Torino, Cairo scettico sulla ripresa: la prossima stagione sarebbe compromessa

Torino, Cairo scettico sulla ripresa: la prossima stagione sarebbe compromessa

Il tema / Il presidente del Torino ieri è intervenuto ai microfoni di Radio1 e ha parlato – tra i tanti argomenti affrontati – anche della possibile conclusione della Serie A

di Luca Sardo

Urbano Cairo vota a favore della ripresa del calcio, ma con più di qualche riserva.  Il patron granata è intervenuto ieri ai microfoni de “Un Giorno da Pecora”, trasmissione su Radio1 (qui per leggere l’intervista completa), in cui ha trattato diversi argomenti fra cui la possibile ripresa del campionato: “Sembra che la data per ripartire ci sia, il 13 o il 20 giugno, così come il protocollo”, ha preso atto Cairo. Il presidente fin dall’inizio dell’emergenza coronavirus è sempre stato scettico sulla ripartenza del campionato (tanto da arrivare a dire in un’altra intervista che per lui il campionato era da ritenersi concluso), ma ha progressivamente “ammorbidito” la sua posizione e ha confermato di aver votato a favore della ripresa del campionato in Assemblea di Lega Serie A, come hanno fatto tutti gli altri presidenti. “Sono uno che si adegua alla decisione della maggioranza: se si vuole giocare, si giochi”. Per ora c’è il via libera sugli allenamenti di squadra; la decisione definitiva sul campionato dovrebbe arrivare il prossimo 28 maggio, giorno in cui il ministro dello Sport Spadafora incontrerà i presidenti Gravina (FIGC) e Dal Pino (Lega Serie A) per definire il futuro di questa stagione.

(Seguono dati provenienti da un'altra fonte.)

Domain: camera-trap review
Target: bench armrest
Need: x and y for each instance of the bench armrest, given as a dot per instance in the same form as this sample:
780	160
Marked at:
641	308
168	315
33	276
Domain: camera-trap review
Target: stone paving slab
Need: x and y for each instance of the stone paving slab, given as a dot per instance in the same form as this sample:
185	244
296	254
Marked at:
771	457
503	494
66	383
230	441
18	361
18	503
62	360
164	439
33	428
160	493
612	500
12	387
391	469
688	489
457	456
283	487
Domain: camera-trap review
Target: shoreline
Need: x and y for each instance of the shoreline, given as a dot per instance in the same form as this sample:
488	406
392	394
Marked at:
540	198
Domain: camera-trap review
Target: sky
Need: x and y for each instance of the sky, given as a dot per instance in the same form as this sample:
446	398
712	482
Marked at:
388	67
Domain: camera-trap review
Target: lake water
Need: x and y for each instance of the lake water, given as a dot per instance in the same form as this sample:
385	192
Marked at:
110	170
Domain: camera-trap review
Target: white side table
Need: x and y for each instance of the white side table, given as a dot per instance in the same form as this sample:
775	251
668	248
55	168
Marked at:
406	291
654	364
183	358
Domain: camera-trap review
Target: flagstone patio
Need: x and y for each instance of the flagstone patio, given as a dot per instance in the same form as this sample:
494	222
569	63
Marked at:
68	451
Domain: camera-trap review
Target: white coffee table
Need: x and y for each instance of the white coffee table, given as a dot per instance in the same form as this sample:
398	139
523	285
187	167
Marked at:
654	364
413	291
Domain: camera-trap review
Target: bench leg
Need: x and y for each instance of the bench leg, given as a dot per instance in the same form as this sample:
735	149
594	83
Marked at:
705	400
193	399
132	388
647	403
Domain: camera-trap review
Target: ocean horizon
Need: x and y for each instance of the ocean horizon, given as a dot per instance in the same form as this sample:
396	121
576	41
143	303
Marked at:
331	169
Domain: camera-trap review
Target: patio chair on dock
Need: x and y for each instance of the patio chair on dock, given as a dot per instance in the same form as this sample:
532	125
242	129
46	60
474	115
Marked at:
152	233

Cairo sulla ripresa del calcio: “Mi adeguo alla maggioranza, ma qualche dubbio rimane”

DUBBI –  Ma Cairo, pur non volendo vestire i panni di colui che vota per fermare il calcio, ha confermato di non aver cambiato idea su alcuni punti. “Qualche dubbio ce l’ho” ha detto il presidente granata. Si riferisce soprattutto al fatto che la stagione 2020/2021, stando così le cose, subirà sicuramente un impatto importante. “Quel che dico io è che se andiamo avanti sino al 20 agosto non si può poi riprendere il campionato successivo a metà settembre. Non vuoi dare ai giocatori due-tre settimane di vacanza? Certo che sì, e poi devono avere un altro mese per ricominciare. Ciò vuol dire che il campionato successivo andresti a cominciarlo il 20 ottobre avendo gli Europei a giugno. Mi sembra tutto molto complicato”. 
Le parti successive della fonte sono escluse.